The Tunnel (A Danny Katz Thriller)

Image of The Tunnel (A Danny Katz Thriller, 2)
Release Date: 
June 5, 2017
Publisher/Imprint: 
Quercus
Pages: 
336
Reviewed by: 

suspenseful, gritty, well plotted and written, but not a pleasant book to read. . . . ultra-realistic crime fiction.”

If Hieronymus Bosch had been a writer instead of a painter this is the novel he might have written. The Tunnel by Carl-Johan Vallgren rips away the façade of civilized behavior to reveal the foul underbelly of Swedish society. Whereas Bosch painted demons torturing sinning humans, Carl-Johan Vallgren reveals man as the demons torturing the often innocent human beings as he paints a picture in words of drug cartels, human trafficking, murder, money laundering, and unspeakable pornography.

Former military intelligence officer, as well as former heroin addict, Danny Katz is now a private investigator who, in addition to his linguistic gifts, is also a skilled computer hacker. He is an anti-hero who is not above a little breaking and entering, lying, and violence if the circumstances call for his extra-legal talents.

When Danny finds his former friend and drug dealer Ramon dead of a supposed drug overdose, and his girlfriend Jenny gone, Danny is suspicious. “Ramon is too experiences to overdose.” There is another anomaly: “If Ramon was left-handed, the syringe had been in the wrong arm.”

Ramon had recently come into money, enough to brag of setting up his own distribution network, but there is no money found at the crime scene. Besides, where would a junkie whose heroin habit has left him emaciated and barely able to function get the money to invest in a drug network? And where was Jenny? How has she disappeared so completely? There is no trace of her as the various homeless shelters, and the street prostitutes, particularly one named Mona, claim not to have seen her.

Danny contacts Eva Westin, a former addict friend, now clean and a prosecutor, to ask about police reports and Ramon’s autopsy. Ramon’s has been dismissed as just another junkie death, with no testing of the strength of the heroin that killed him and a minimal autopsy. One oddity is the fact that the only mentions of Ramon in the police data base are cases from ten years ago. Danny is surprised. “Ramon had been dealing; there should have been something on him fairly recently.”

In his search for Jenny, Danny finds a singularly disgusting pornographic DVD in a sex shop that features Jenny as the main act—or rather the object of the film. Danny tracks down the producer who made the film, but a muscle-bound guard warns him off. “And a piece of advice, with best intentions: it’s a bad idea to ask after people in this branch. Some of them can be awfully touchy.”

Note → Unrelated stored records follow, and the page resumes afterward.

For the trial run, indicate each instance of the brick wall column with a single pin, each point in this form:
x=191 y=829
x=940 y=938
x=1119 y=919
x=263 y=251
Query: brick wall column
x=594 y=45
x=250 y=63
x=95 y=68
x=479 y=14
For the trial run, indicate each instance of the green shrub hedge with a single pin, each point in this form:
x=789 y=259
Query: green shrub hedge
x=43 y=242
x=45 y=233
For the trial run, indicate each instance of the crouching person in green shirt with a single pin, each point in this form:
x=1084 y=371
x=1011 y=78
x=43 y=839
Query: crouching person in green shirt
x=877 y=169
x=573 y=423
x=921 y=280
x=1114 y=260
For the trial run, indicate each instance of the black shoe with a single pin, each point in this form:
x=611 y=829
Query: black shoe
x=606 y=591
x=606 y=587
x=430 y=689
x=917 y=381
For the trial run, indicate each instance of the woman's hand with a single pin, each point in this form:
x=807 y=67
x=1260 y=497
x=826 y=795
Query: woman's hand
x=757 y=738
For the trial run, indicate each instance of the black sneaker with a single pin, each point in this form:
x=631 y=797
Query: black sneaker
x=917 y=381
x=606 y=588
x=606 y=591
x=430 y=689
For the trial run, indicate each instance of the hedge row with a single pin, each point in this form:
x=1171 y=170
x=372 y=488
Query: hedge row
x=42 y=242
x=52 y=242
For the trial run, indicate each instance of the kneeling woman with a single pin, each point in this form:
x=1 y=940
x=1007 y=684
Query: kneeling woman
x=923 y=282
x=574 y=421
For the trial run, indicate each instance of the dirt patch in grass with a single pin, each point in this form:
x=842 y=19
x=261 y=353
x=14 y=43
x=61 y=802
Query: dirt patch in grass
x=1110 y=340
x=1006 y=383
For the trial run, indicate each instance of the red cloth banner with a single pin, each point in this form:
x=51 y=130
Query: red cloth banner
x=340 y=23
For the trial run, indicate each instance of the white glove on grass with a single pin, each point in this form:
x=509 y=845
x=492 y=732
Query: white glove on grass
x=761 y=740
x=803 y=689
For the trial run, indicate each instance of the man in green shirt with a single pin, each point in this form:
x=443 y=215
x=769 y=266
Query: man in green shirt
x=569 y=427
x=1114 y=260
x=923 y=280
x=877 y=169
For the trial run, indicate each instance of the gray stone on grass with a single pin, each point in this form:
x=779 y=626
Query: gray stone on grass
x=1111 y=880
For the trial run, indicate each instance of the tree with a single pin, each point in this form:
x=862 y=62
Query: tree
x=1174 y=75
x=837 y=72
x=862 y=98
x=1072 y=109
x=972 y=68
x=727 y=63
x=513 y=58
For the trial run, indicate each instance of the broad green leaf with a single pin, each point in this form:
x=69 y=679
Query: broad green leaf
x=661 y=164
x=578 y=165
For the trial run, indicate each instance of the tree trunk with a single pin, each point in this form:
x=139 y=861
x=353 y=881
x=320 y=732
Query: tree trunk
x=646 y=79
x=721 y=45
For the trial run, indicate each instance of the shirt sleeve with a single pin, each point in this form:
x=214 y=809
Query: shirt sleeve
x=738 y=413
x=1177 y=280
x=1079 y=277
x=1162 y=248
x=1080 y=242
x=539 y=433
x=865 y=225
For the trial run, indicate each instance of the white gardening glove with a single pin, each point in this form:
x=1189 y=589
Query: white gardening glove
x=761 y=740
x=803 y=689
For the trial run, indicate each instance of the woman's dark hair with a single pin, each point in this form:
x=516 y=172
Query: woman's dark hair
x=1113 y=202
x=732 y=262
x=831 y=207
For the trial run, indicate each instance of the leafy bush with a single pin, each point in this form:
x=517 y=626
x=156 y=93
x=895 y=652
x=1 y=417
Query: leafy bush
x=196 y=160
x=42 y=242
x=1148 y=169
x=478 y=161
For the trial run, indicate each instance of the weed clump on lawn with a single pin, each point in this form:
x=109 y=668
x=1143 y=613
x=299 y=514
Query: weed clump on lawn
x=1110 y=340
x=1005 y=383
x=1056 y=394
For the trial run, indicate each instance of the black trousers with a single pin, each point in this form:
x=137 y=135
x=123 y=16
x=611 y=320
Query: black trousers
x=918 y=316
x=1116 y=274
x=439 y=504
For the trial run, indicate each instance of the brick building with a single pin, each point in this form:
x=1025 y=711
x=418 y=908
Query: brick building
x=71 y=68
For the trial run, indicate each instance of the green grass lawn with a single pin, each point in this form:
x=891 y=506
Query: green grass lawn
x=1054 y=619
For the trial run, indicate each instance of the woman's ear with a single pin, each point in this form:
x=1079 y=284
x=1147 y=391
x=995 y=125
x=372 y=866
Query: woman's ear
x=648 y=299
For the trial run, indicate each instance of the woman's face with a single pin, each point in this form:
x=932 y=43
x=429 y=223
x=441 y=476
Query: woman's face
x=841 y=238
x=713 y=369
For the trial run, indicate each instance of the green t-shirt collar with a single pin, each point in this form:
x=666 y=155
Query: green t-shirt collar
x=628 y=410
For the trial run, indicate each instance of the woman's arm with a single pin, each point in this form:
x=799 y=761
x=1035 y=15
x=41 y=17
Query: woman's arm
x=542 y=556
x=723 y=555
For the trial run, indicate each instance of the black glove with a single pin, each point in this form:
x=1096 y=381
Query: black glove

A major subplot in The Tunnel is a botched armed robbery of an armored truck. A man named Jorma, also a former friend of Danny but one who avoided drugs, organizes the armed robbery although he is very reluctant to do so. His is retired, but bored, and his friend Zoran is desperate for money and needs Jorma’s criminal expertise. The middleman, a person who learns of a possible job and passes along the information to the actual doer in exchange for a percentage of the take, assures Jorma and Zoran that the armored truck robbery is trouble free.

It is not. The police ambush the robbers, capture three, and send Jorma and Zoran on the run. Zoran is killed by a man in bulletproof armor and a mask; Zoran is unarmed, so his death is a deliberate murder. Jorma escapes, now certain that the armed robbery was a setup, a deliberate scam; someone tipped off the police, but why? Jorma goes after the middleman, Hillstrom; he will either tell Jorma what he knows or Jorma will kill him . . . slowly.

Another thread to the plot is Eva Westin’s sex addiction. Divorced and denied custody of her two children—she admits she is a distracted and inattentive mother—Eva picks up men for casual sex. Her attraction to her current boss leads to an assignation in his apartment. It is a delightful encounter, but Eva’s snooping when her boss goes to buy breakfast leads to a discovery that reveals to Eva how her poor judgment about men is even worse than she thought.

Danny’s search for Jenny, Jorma’s single-minded search for the reason behind the botched armored truck robbery, and Eva’s ultimate planned fate by her boss are skillfully woven together in a climax that leaves one breathless. Except that climax isn’t the final chapter of a suspenseful novel. The twist that ends the book is unexpected unless one is extraordinarily clever at picking up subtle psychological clues.

The Tunnel by Carl-Johan Vallgren is suspenseful, gritty, well plotted and written, but not a pleasant book to read. The number of foul characters engaged in foul acts would certainly keep Bosch’s demons busy for eternity. It is recommended for those with a preference for ultra-realistic crime fiction.